Spring in Montana roles through bringing high dirty water, solid fishing, and the seemingly daily thunderstorms that sweep through the river valleys. As fishermen, we realize it is not wise to be waist deep in water waving around a graphite lightening rod during these storms. These storms do present a perfect opprotunity to sit back, allow the river to clear, and capitalize on some fishing solitude.
Recently, while fishing the Madison River, one such storm seized the river and illuminated the sky with brilliant flashes of lightening and blasts of booming thunder. In this situation it is best to take to the banks of the stream away from the water. If available find a grove of small trees with larger trees around or find low ground like a depression or a ravine. Minimize contact with the ground and try to stand on the balls of your feet in a tucked and crouched position, do not lay flat. Avoid lone trees and rocks as these are lightening targets and if struck, lightening can travel through them and into you.

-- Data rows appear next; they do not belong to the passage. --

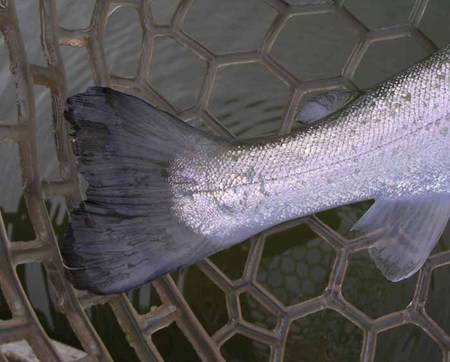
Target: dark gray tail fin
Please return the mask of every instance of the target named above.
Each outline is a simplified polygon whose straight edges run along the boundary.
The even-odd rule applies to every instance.
[[[167,170],[177,154],[220,147],[220,140],[109,88],[89,88],[68,104],[79,172],[89,185],[62,246],[77,288],[119,293],[217,250],[172,215]]]

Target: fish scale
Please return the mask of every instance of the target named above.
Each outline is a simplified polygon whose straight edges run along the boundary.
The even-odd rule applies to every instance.
[[[348,99],[312,99],[309,120],[314,110],[330,114],[250,142],[214,137],[108,88],[69,98],[88,184],[63,241],[69,278],[123,292],[271,226],[369,199],[353,229],[389,280],[414,274],[450,216],[450,46]]]
[[[172,167],[177,215],[234,243],[339,205],[448,193],[449,54],[447,47],[306,131],[211,158],[181,155]],[[180,186],[185,172],[198,177]]]

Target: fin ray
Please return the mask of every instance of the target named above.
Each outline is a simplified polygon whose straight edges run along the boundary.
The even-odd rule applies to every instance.
[[[88,185],[61,250],[73,284],[119,293],[215,252],[217,245],[173,215],[167,172],[179,153],[221,149],[226,141],[109,88],[89,88],[68,103]]]
[[[450,196],[433,194],[377,200],[352,230],[375,245],[369,254],[383,275],[399,281],[417,272],[444,232]]]

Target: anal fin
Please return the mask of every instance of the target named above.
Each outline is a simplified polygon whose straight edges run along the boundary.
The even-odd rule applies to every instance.
[[[383,275],[399,281],[417,272],[439,241],[450,216],[450,195],[381,199],[353,226],[376,243],[370,256]]]

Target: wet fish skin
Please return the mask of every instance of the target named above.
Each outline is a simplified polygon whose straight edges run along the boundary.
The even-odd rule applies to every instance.
[[[446,47],[306,131],[179,155],[174,209],[196,233],[231,245],[341,205],[449,193],[449,129]]]
[[[355,224],[390,280],[425,262],[450,216],[450,45],[321,122],[268,141],[197,130],[124,93],[69,98],[86,199],[62,256],[79,289],[112,294],[273,225],[375,199]]]

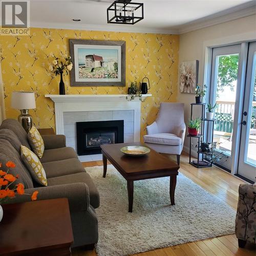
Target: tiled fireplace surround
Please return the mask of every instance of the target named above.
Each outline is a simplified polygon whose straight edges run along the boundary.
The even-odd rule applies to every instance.
[[[139,141],[141,102],[131,101],[125,95],[47,95],[54,102],[56,132],[64,134],[67,145],[77,152],[76,122],[124,120],[124,141]],[[147,94],[143,98],[151,96]],[[79,156],[81,161],[101,160],[101,154]]]

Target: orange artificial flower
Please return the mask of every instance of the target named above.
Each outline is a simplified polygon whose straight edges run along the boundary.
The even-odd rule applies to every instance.
[[[1,167],[1,166],[0,166]],[[4,172],[3,170],[0,170],[0,176],[3,176],[6,174],[6,172]]]
[[[4,179],[5,179],[5,180],[7,180],[8,181],[11,182],[12,182],[16,180],[16,178],[11,174],[6,174],[4,176]]]
[[[17,193],[19,195],[23,195],[25,193],[24,190],[24,185],[22,183],[18,183],[18,185],[17,185],[16,190],[17,190]]]
[[[15,164],[11,161],[8,161],[5,165],[9,168],[14,168],[16,166]]]
[[[7,193],[7,197],[14,197],[15,196],[15,194],[13,190],[7,188],[7,189],[6,189],[6,192]]]
[[[5,189],[0,189],[0,198],[4,198],[7,196],[7,191]]]
[[[31,200],[32,201],[36,200],[38,194],[38,191],[37,190],[33,192],[32,195],[31,196]]]
[[[4,180],[4,179],[0,178],[0,186],[2,186],[2,185],[8,185],[8,180]]]

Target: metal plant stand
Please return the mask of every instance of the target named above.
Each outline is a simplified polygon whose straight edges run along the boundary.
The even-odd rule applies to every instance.
[[[197,168],[205,168],[206,167],[211,167],[212,164],[211,163],[211,159],[212,158],[212,150],[210,152],[204,152],[202,151],[201,144],[203,142],[203,137],[204,134],[204,127],[205,127],[205,122],[207,122],[207,127],[209,127],[209,122],[212,122],[211,125],[211,136],[210,141],[208,141],[208,133],[206,136],[206,142],[210,143],[212,144],[214,140],[214,122],[216,119],[207,119],[205,118],[205,103],[192,103],[191,105],[191,113],[190,113],[190,119],[192,119],[192,116],[193,115],[193,106],[195,105],[201,106],[201,120],[202,120],[202,123],[201,125],[201,134],[198,134],[196,136],[193,136],[189,135],[189,134],[187,135],[187,137],[189,138],[189,163],[192,165],[196,167]],[[191,147],[192,144],[192,138],[197,138],[198,139],[197,142],[197,161],[191,161]],[[209,158],[207,158],[207,157],[209,157]]]

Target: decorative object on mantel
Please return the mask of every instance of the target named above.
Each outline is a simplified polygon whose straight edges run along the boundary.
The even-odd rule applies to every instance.
[[[180,91],[195,93],[198,82],[198,60],[184,61],[180,67]]]
[[[204,84],[204,86],[201,88],[200,86],[197,86],[196,88],[196,103],[201,104],[202,103],[202,98],[204,97],[206,93],[207,86]]]
[[[143,4],[116,0],[106,9],[108,23],[134,25],[144,18]]]
[[[65,134],[63,116],[65,112],[81,111],[133,111],[134,116],[134,140],[140,139],[141,102],[138,99],[127,101],[126,94],[69,94],[58,95],[46,94],[54,102],[56,134]],[[142,99],[152,97],[152,94],[142,95]]]
[[[148,88],[147,88],[147,83],[143,82],[144,79],[145,78],[147,79],[147,81],[148,81],[148,86],[149,86]],[[142,81],[141,82],[141,83],[140,82],[140,91],[141,92],[141,94],[146,94],[147,93],[147,90],[150,89],[150,79],[145,76],[142,79]]]
[[[28,133],[33,124],[32,116],[29,114],[29,110],[36,108],[34,93],[13,92],[11,106],[13,109],[20,111],[20,115],[18,116],[18,120],[27,133]]]
[[[208,112],[206,112],[206,119],[209,120],[212,120],[214,118],[214,110],[217,106],[217,103],[215,103],[215,104],[212,106],[210,103],[207,104],[207,109],[208,110]]]
[[[70,71],[73,68],[73,63],[71,62],[71,57],[69,56],[65,57],[65,61],[60,60],[60,59],[55,57],[53,55],[54,59],[52,61],[52,65],[49,67],[51,71],[54,73],[55,75],[59,75],[60,76],[60,80],[59,81],[59,94],[63,95],[65,93],[65,84],[63,81],[62,75],[66,71],[66,74],[68,74],[68,71]]]
[[[189,119],[188,125],[188,131],[189,135],[197,136],[199,132],[199,128],[202,123],[202,120],[197,117],[195,119]]]
[[[10,202],[11,199],[15,197],[17,195],[25,194],[24,185],[22,183],[18,183],[12,188],[10,188],[10,185],[14,182],[18,176],[14,177],[13,175],[9,174],[10,168],[14,168],[15,164],[11,161],[9,161],[5,164],[5,166],[8,169],[6,172],[0,170],[0,222],[1,222],[4,212],[3,208],[1,205],[1,203],[5,202]],[[2,163],[0,163],[0,168],[2,166]],[[35,191],[31,196],[31,200],[34,201],[36,200],[38,191]],[[28,195],[28,194],[25,194]]]
[[[71,86],[125,86],[125,42],[69,39]]]
[[[129,96],[126,96],[126,98],[129,101],[138,98],[141,101],[144,101],[138,83],[136,80],[131,82],[131,86],[128,88],[128,95]]]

As the storm nudged closer to striking distance I crouched in a small ravine watching the hoards of drift boats, rafts, and tubers headed ass backwords to the take outs in harmonized fashion. When the storm hit it seemed everyone was safe and sound in their cars preparing to go home. As so often happens in Montana, the storm hurried along and the brief 15 minutes of danger passed. As the threatening skies cleared an even more infrequent situation unfolded, peace and quiet on the Madison.
As I returned to the river, the bugs danced along the surface, wings wet from the rain, the fish were rising, and I was all alone. As I fished to the willing trout, I reminisced on the days that made me fall in love with the sport of fly fishing. One quick storm brought me back to tight lines, dry flies, and solitude.